過保護な御曹司とスイートライフ
金曜日夜のオフィス街。近くに止めたらしい車から降りてきたスーツ姿の成宮さんは、グイグイくる男の人を『迷惑してるみたいに見えたけど、強引なのはよくないんじゃないか?』と紳士的に撃退してくれた。
男の人の後ろ姿をなんとなく眺めていると、腰を折った成宮さんが私の顔を覗き込むようにして聞いた。
『大丈夫か? 金曜の夜なんて浮かれたヤツ多いし、ぼーっとしてて持ち帰えられても文句言えないからな。自分で気をつけた方がいい』
腰を折ってくれても見上げなきゃ合わない視線に、背が高いんだなと思った。
そして、心配してくれる声のトーンや雰囲気に、ああ、この人がいいなと思った。
直感だった。
『ぼーっとして見えたなら、あなたが持って帰ってくれませんか?』
『は?』
見上げる先で、成宮さんはたぶん、キョトンとした顔をしていた。
『私、どうしても今日、誰かにお持ち帰りされたいんです。だから、迷惑じゃなければ』
結構な大胆発言だっていうのはわかっていたし、きっと驚かれるだろうなっていうのも想定済みだった。
成宮さんは、私の想像通り驚いていた。
『……それ、本気で言ってんのか? 持ち帰りって意味、わかってる?』
『もう二十二なのでさすがに知ってます。それに、本気です』
目を逸らさずに言った私を、成宮さんは少し困ったような顔で見ていた。
『電話番号もアドレスも交換しませんし、名前も知らないままで構いません。一晩一緒に過ごしてくれたら、それでおしまい。もう、二度と会いません。後腐れゼロです』
まるで売り込みのようにメリットを説明すると、成宮さんは『二度と会わないって言ったってなぁ……』と、後ろ頭をかく。

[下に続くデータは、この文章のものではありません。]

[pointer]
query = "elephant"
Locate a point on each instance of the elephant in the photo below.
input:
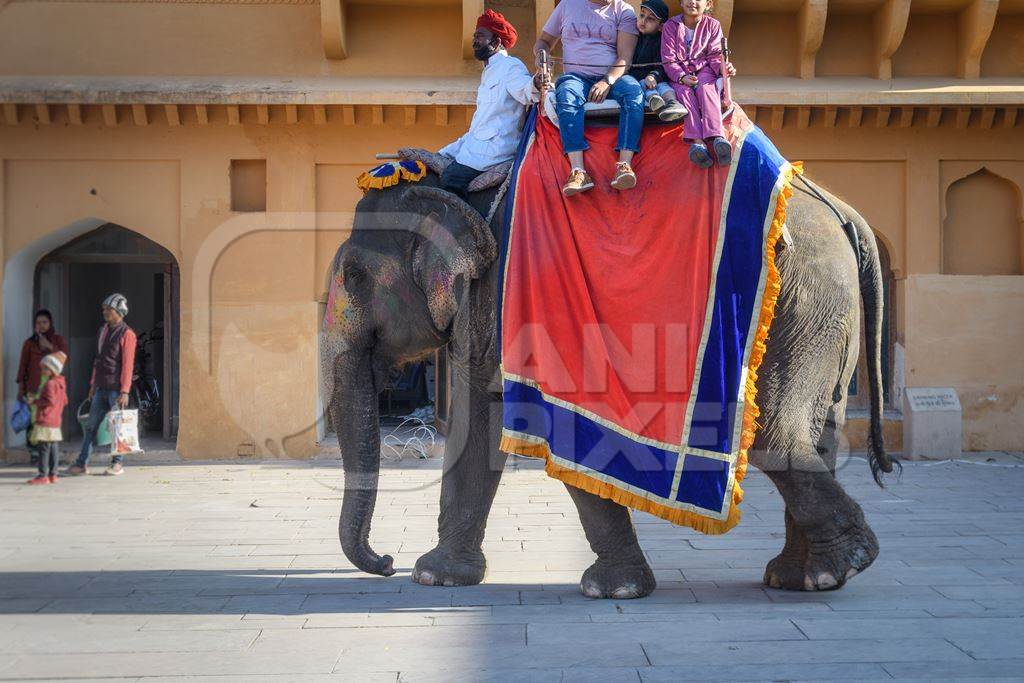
(418, 272)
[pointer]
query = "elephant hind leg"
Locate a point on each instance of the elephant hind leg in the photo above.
(621, 571)
(839, 543)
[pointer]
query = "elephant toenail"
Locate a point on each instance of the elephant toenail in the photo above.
(826, 581)
(626, 593)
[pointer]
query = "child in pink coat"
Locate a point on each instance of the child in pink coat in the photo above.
(691, 52)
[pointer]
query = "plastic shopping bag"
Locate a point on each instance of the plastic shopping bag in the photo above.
(124, 432)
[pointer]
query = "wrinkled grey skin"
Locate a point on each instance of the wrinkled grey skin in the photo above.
(417, 271)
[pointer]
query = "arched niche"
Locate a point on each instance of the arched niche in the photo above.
(982, 229)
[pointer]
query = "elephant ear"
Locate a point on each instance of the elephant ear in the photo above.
(456, 246)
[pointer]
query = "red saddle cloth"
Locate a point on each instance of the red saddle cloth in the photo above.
(632, 323)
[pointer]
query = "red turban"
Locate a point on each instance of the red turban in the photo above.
(498, 25)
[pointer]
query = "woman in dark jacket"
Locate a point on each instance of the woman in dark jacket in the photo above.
(43, 341)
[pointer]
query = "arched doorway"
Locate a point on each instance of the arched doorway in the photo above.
(73, 280)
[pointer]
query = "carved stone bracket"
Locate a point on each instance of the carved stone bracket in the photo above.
(810, 32)
(890, 27)
(974, 29)
(333, 29)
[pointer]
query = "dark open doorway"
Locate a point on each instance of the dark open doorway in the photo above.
(73, 281)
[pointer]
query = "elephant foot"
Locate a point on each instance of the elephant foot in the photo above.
(827, 564)
(442, 566)
(617, 582)
(785, 570)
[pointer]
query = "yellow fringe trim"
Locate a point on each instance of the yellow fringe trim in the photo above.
(366, 181)
(751, 411)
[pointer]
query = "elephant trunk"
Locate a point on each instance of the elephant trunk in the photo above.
(353, 413)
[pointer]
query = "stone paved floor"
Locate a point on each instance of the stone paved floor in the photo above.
(232, 572)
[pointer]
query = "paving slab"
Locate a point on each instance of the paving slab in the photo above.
(231, 572)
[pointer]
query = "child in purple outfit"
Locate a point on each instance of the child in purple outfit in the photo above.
(691, 52)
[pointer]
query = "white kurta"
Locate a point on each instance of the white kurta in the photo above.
(506, 87)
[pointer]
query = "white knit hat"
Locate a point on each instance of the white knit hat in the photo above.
(118, 302)
(54, 361)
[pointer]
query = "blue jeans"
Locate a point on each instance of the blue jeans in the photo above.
(570, 95)
(102, 401)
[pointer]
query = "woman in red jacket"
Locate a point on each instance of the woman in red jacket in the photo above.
(44, 340)
(49, 404)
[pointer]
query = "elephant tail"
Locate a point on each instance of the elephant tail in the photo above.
(872, 291)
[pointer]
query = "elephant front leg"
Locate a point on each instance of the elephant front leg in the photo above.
(621, 570)
(786, 568)
(472, 471)
(832, 541)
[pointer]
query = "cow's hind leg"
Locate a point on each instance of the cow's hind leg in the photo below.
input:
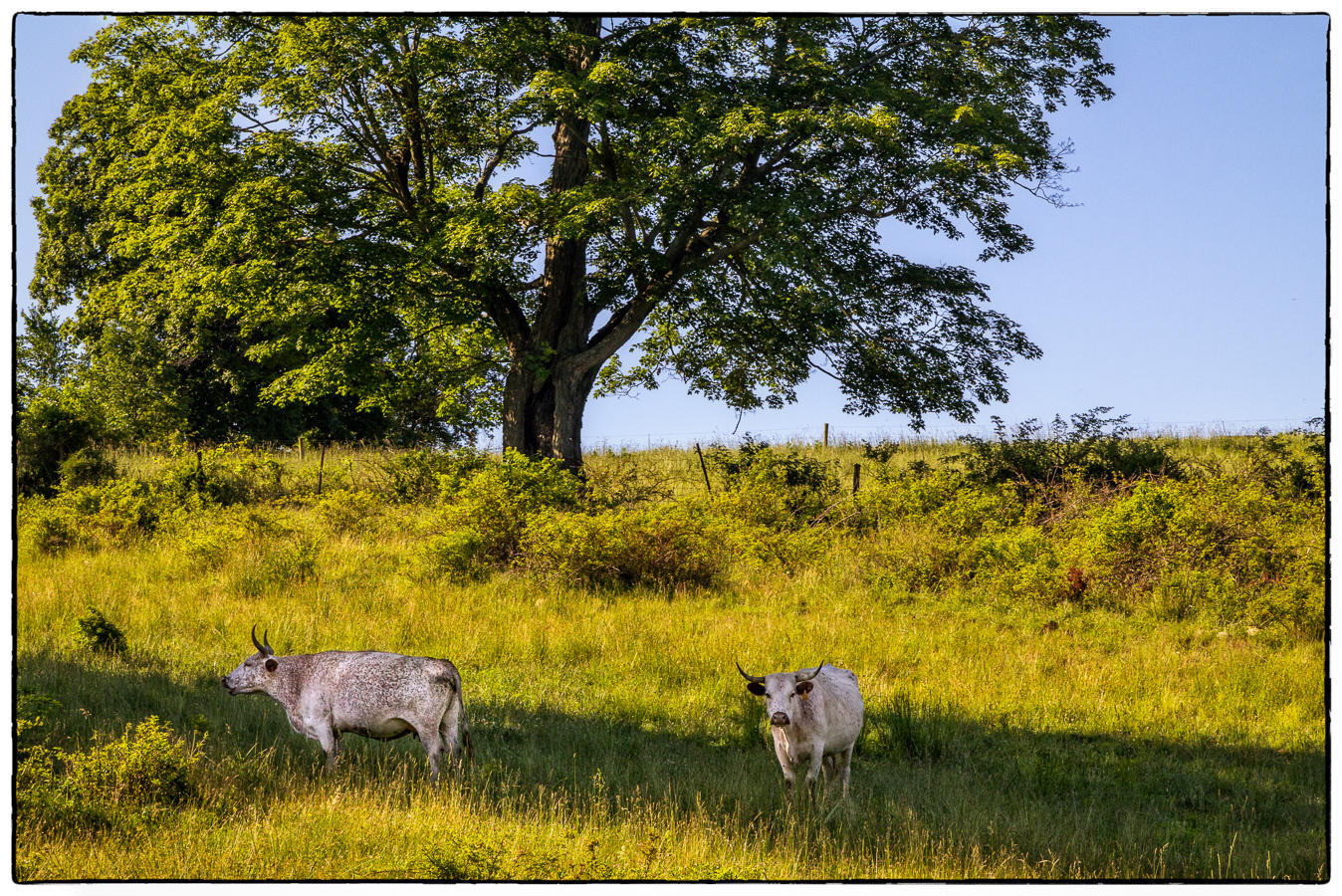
(329, 741)
(432, 740)
(845, 762)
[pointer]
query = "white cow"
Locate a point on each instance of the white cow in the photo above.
(377, 695)
(814, 718)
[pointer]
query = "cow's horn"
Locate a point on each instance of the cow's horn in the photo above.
(812, 675)
(749, 678)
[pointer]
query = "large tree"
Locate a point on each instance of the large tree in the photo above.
(487, 211)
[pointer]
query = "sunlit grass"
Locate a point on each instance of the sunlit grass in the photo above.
(615, 740)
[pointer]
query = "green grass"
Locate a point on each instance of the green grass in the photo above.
(616, 741)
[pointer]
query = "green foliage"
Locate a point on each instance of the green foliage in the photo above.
(1092, 447)
(86, 467)
(421, 474)
(349, 511)
(486, 514)
(246, 261)
(1095, 680)
(771, 487)
(99, 633)
(663, 547)
(1290, 464)
(223, 475)
(49, 431)
(126, 783)
(37, 719)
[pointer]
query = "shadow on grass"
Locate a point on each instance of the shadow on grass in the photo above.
(926, 781)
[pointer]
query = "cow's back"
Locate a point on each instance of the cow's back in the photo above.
(372, 682)
(843, 706)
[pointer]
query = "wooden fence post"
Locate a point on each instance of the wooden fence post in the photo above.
(704, 467)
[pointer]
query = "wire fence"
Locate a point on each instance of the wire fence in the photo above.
(849, 435)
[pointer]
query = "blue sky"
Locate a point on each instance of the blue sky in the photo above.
(1185, 287)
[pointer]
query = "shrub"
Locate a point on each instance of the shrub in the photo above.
(497, 501)
(1092, 447)
(35, 721)
(49, 528)
(49, 431)
(347, 511)
(623, 482)
(223, 475)
(116, 511)
(86, 467)
(423, 475)
(1291, 466)
(663, 545)
(99, 633)
(776, 489)
(119, 783)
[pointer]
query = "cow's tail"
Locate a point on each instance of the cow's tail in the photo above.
(456, 706)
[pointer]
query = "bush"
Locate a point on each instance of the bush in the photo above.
(47, 432)
(115, 784)
(49, 528)
(1092, 447)
(86, 467)
(35, 721)
(99, 633)
(775, 489)
(663, 545)
(347, 511)
(223, 475)
(423, 475)
(494, 505)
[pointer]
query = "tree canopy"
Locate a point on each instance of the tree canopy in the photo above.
(435, 223)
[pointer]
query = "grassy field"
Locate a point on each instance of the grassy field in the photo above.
(1008, 735)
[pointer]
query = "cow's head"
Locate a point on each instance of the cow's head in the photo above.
(783, 692)
(255, 672)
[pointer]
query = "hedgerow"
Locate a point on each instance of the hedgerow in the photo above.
(1088, 518)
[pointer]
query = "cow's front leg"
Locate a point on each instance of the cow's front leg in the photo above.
(817, 757)
(789, 776)
(329, 738)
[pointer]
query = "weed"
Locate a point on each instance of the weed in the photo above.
(99, 633)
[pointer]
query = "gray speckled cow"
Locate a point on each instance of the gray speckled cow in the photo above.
(814, 718)
(368, 692)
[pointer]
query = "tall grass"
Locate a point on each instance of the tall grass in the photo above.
(1006, 738)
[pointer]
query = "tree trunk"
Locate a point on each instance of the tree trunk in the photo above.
(547, 386)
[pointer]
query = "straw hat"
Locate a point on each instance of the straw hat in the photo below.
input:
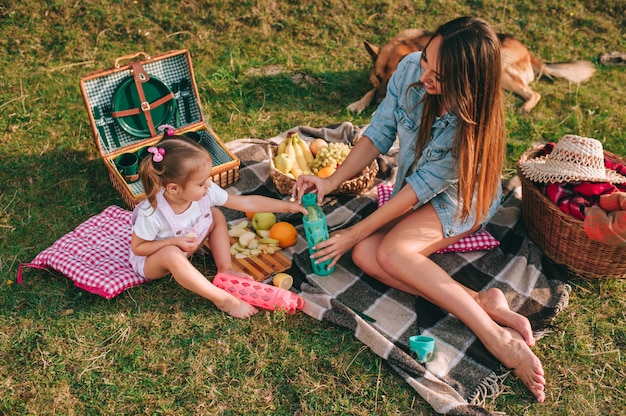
(573, 159)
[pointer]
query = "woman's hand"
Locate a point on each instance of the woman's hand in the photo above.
(336, 245)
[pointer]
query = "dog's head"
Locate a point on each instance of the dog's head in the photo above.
(385, 60)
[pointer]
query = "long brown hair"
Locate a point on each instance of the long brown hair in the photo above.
(182, 158)
(470, 69)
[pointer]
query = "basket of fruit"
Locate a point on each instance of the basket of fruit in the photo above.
(294, 157)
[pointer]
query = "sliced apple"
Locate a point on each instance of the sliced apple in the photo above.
(245, 238)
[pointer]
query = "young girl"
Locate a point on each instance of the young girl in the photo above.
(445, 106)
(179, 213)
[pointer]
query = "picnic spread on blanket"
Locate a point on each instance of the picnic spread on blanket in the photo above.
(460, 374)
(526, 250)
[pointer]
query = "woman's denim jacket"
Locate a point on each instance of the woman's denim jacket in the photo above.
(434, 177)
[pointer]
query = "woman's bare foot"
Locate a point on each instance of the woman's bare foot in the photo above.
(235, 307)
(509, 347)
(497, 307)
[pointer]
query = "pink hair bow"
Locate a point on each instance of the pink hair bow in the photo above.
(167, 129)
(157, 153)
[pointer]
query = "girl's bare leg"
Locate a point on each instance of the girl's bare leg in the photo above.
(393, 257)
(172, 260)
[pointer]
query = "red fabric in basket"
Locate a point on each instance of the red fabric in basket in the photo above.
(95, 255)
(480, 240)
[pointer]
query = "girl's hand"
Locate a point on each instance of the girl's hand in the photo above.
(335, 246)
(296, 207)
(187, 243)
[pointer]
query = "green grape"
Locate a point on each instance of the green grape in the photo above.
(331, 155)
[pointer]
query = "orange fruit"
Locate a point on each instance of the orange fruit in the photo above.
(285, 233)
(326, 171)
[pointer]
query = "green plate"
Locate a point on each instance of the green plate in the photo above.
(126, 97)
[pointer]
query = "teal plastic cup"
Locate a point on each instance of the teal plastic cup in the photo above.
(423, 347)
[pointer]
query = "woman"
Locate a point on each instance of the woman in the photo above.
(445, 106)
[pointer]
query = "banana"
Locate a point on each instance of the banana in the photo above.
(281, 147)
(300, 159)
(291, 151)
(305, 149)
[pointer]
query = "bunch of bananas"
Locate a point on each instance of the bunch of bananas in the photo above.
(293, 157)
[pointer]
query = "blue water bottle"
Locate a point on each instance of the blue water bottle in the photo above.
(315, 230)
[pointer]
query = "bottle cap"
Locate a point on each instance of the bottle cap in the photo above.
(309, 199)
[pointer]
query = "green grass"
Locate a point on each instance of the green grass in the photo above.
(158, 349)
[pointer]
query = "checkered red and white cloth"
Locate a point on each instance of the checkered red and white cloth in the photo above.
(94, 255)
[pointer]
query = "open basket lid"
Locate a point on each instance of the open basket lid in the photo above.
(114, 103)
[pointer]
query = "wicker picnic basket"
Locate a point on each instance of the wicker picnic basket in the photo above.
(562, 237)
(127, 102)
(284, 184)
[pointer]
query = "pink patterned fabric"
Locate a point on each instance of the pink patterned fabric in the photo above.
(480, 240)
(94, 255)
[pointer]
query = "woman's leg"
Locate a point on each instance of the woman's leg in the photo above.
(394, 256)
(172, 260)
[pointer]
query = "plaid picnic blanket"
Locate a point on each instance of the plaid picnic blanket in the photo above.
(462, 374)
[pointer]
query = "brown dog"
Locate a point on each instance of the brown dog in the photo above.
(519, 67)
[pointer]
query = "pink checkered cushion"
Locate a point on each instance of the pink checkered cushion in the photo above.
(94, 255)
(480, 240)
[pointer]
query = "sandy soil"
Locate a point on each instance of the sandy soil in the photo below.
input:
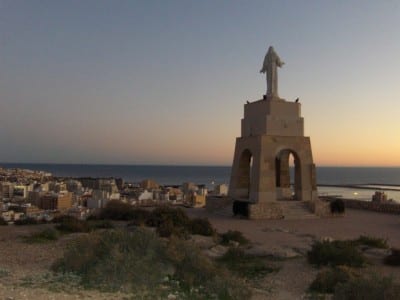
(285, 237)
(282, 236)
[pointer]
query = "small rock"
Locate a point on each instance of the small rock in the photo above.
(326, 239)
(203, 242)
(234, 244)
(380, 253)
(216, 251)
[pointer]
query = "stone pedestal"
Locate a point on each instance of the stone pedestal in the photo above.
(272, 129)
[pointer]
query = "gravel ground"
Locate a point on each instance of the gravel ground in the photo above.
(290, 238)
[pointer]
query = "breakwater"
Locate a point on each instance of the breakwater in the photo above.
(383, 207)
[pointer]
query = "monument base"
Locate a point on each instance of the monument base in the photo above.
(271, 210)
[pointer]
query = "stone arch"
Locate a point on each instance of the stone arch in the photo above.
(283, 176)
(245, 173)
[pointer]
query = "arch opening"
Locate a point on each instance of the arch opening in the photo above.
(245, 174)
(288, 175)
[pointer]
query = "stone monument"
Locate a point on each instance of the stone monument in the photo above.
(272, 129)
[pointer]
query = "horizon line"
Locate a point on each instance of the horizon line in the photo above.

二十一時。オフィス街は帰宅するサラリーマンが途切れることなく通り過ぎていく。
成宮さんがどんな顔をしているのかだとか細かいことは、コンタクトを外してきたせいで、ぼんやりとしかわからない。
それでも、困っているのかなっていうのは、声のトーンや仕草で充分わかった。